Котляр по своему обыкновению забился в угол машины. Сжимая между оскаленных зубов папиросу и вытянув свои жилистые ноги, он молча думал вероятно о том, о чем думал и Абрамов. Он был математически неподвижен в своей неудобной позе, но на лице его появилось неприятное сгущенно-сухое, сгущенно-четкое выражение. В минуты острой работы мозга это неприятное выражение всегда появлялось на лице Котляра. Елизавета Павловна - жена Абрамова, однажды определила это выражение: "сухое и четкое, как расстрел", сказала она. Котляр был смущен. "Да что вы", - ответил он.

Абрамов, наоборот, подавшись к окну, к свету, разбирал свой портфель с таким видом, как будто работал у себя за письменным столом. Он искал телеграмму - официальное подтверждение о налете на Красное. Он твердо помнил, что, собираясь к Орлову, положил ее в портфель. Но еще давеча, в кабинете Орлова, когда вздумал документально подтвердить Орлову новые подробности налета, содержавшиеся в официальном несколько сообщении, он в портфеле ее не нашел.

- Чорт знает куда запропастилась, - пробормотал он.

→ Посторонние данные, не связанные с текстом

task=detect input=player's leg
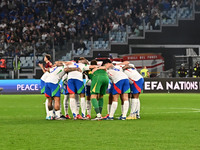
[106,94,120,120]
[120,94,124,117]
[106,81,122,120]
[51,84,66,120]
[54,96,66,120]
[44,83,54,120]
[121,79,130,120]
[86,85,91,119]
[63,94,71,119]
[103,93,113,119]
[80,93,86,118]
[67,79,77,120]
[75,80,86,119]
[90,76,101,120]
[121,93,129,120]
[98,78,109,114]
[75,94,81,119]
[91,93,101,120]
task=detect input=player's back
[107,66,128,83]
[46,66,65,84]
[124,68,143,81]
[68,63,85,81]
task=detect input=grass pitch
[0,94,200,150]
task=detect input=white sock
[86,100,92,116]
[63,95,69,115]
[70,98,77,117]
[75,94,80,115]
[107,104,112,114]
[49,110,54,117]
[45,99,49,117]
[130,98,138,114]
[128,98,132,109]
[81,97,86,117]
[55,110,61,118]
[122,100,129,117]
[97,113,101,118]
[109,102,118,117]
[137,98,140,115]
[121,104,124,113]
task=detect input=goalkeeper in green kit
[90,59,110,120]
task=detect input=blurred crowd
[0,0,192,56]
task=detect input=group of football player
[39,54,144,120]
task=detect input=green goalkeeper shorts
[90,75,109,95]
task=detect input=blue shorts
[67,79,85,94]
[45,83,60,97]
[131,78,144,94]
[61,84,69,95]
[85,85,91,96]
[40,80,45,94]
[108,82,113,94]
[112,79,130,95]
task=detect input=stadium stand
[0,0,200,67]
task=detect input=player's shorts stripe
[113,83,122,94]
[124,88,131,93]
[77,84,85,94]
[133,81,142,93]
[67,86,75,94]
[51,85,60,97]
[45,93,51,97]
[41,86,45,94]
[92,83,97,92]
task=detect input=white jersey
[68,63,89,81]
[46,66,67,84]
[85,75,92,86]
[124,68,143,84]
[62,73,68,84]
[40,71,49,82]
[107,65,128,83]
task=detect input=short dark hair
[45,54,51,60]
[78,57,87,60]
[102,59,112,66]
[90,59,97,65]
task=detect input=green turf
[0,94,200,150]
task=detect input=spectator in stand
[178,64,187,77]
[0,0,177,54]
[75,39,87,55]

Он еще поискал в портфеле. Взглянул на Котляра.

- Тебе не дал случайно?

Котляр, не изменяя положения своего вытянутого тела, процедил вместе с дымом папиросы:

- Нет.

- Странно.

Вдруг он поспешно вытянул сложенную вдвое телеграмму, но с первых же слов увидел, что это - не та, которую ищет. Но выражение досады, разлившееся по его лицу, неожиданно сменилось другим. Веселые, смешливые искорки забегали в глазах.

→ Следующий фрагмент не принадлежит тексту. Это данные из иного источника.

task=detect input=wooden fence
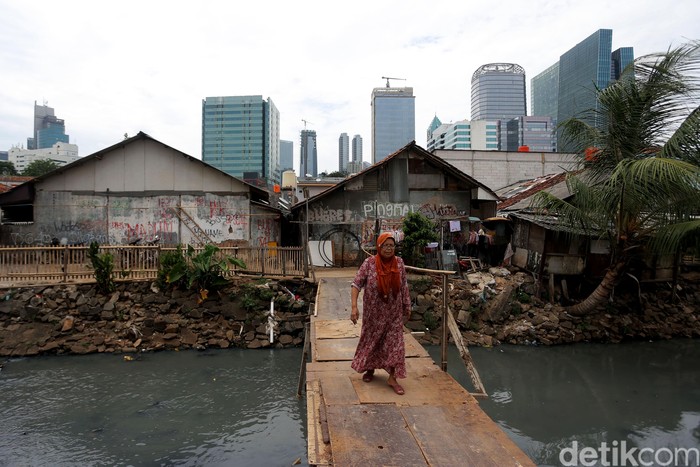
[0,245,309,287]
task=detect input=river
[0,339,700,466]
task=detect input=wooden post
[440,274,449,371]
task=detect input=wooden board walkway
[306,275,535,467]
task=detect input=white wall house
[7,142,79,173]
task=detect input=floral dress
[351,256,411,378]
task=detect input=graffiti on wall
[251,217,279,247]
[309,205,353,224]
[362,201,458,219]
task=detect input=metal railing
[0,245,309,287]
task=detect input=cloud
[0,0,700,171]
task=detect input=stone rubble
[0,268,700,357]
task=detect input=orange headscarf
[374,232,401,297]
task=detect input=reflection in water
[0,340,700,466]
[0,349,306,465]
[431,340,700,465]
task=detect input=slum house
[497,173,610,296]
[291,141,498,267]
[0,132,281,246]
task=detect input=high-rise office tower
[532,29,634,151]
[471,63,527,150]
[27,101,69,149]
[280,143,294,172]
[506,115,557,152]
[202,96,281,186]
[299,130,318,178]
[427,117,501,151]
[352,135,362,163]
[338,133,350,172]
[372,84,416,164]
[425,115,442,141]
[530,62,559,119]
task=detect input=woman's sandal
[389,383,406,396]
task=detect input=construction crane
[382,76,406,87]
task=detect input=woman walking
[350,232,411,395]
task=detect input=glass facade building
[27,101,70,149]
[202,96,281,186]
[507,116,557,152]
[471,63,527,120]
[338,133,350,172]
[471,63,527,150]
[372,87,416,164]
[530,62,559,123]
[280,139,294,172]
[299,130,318,178]
[532,29,634,151]
[427,117,500,152]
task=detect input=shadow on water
[429,340,700,465]
[0,340,700,466]
[0,349,306,466]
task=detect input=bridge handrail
[406,266,488,397]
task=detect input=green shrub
[167,245,246,300]
[401,212,438,267]
[88,242,116,294]
[156,245,187,288]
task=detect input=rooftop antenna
[382,76,406,87]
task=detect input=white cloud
[0,0,700,171]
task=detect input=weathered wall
[309,190,495,247]
[2,191,260,245]
[434,149,577,190]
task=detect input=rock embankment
[408,268,700,346]
[0,268,700,357]
[0,278,315,356]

Держа телеграмму в руках, он осторожно взглянул на продолжавшего неподвижно сидеть Котляра:

- Николай, а ведь про самое-то интересное я и забыл давеча сообщить.

Котляр повернулся, молча выражая позой, что готов слушать про самое интересное.

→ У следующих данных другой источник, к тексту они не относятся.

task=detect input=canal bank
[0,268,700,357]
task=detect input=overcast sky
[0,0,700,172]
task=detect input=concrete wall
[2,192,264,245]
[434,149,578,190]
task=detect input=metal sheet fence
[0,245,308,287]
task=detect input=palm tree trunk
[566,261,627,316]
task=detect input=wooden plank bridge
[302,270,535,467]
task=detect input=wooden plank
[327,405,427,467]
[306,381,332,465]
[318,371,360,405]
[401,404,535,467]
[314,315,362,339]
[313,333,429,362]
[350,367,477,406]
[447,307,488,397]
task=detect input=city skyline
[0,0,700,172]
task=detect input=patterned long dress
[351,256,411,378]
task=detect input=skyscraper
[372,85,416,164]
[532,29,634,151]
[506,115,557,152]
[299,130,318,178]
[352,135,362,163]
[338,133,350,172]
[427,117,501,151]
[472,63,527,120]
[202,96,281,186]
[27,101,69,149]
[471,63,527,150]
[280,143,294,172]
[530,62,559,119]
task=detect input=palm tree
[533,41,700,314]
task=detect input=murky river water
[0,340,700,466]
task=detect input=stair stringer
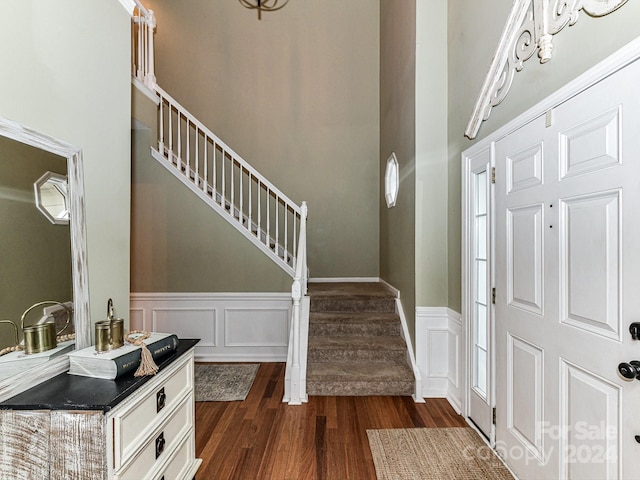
[151,147,295,278]
[282,295,311,405]
[396,292,425,403]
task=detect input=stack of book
[69,332,179,380]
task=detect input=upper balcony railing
[131,1,156,89]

Улыбаясь, Абрамов медленно проговорил:

- Э-эт-тот с-сукин с-сын - тоже Котляр.

Он помахал телеграммой перед самым носом Котляра, думая столь неожиданной новостью сразить друга за давешнее равнодушие к информационному сообщению о Дарченкове.

Но тот ничего не понял:

- Какой сукин сын - Котляр?

- Да Дарченков-то... О котором тебе давеча говорил я, что арестован он. Он также Котляром оказался... Или тебя касается тоже м-мало? - прибавил он, ехидничая.

Но Котляр возмутился:

- Вот сволочь! - энергично воскликнул он.

- Действительно, сволочь, - согласился Абрамов.

Он заулыбался еще больше и продолжал резонерски:

- Нельзя от всего отбрыкиваться: я - не я, и лошадь не моя.

Котляр о чем-то думал.

- Каким же образом это случилось? - спросил он вдруг.

- Да пустяк. Мало ли сволочей в Советской России, - уже серьезно сказал Абрамов.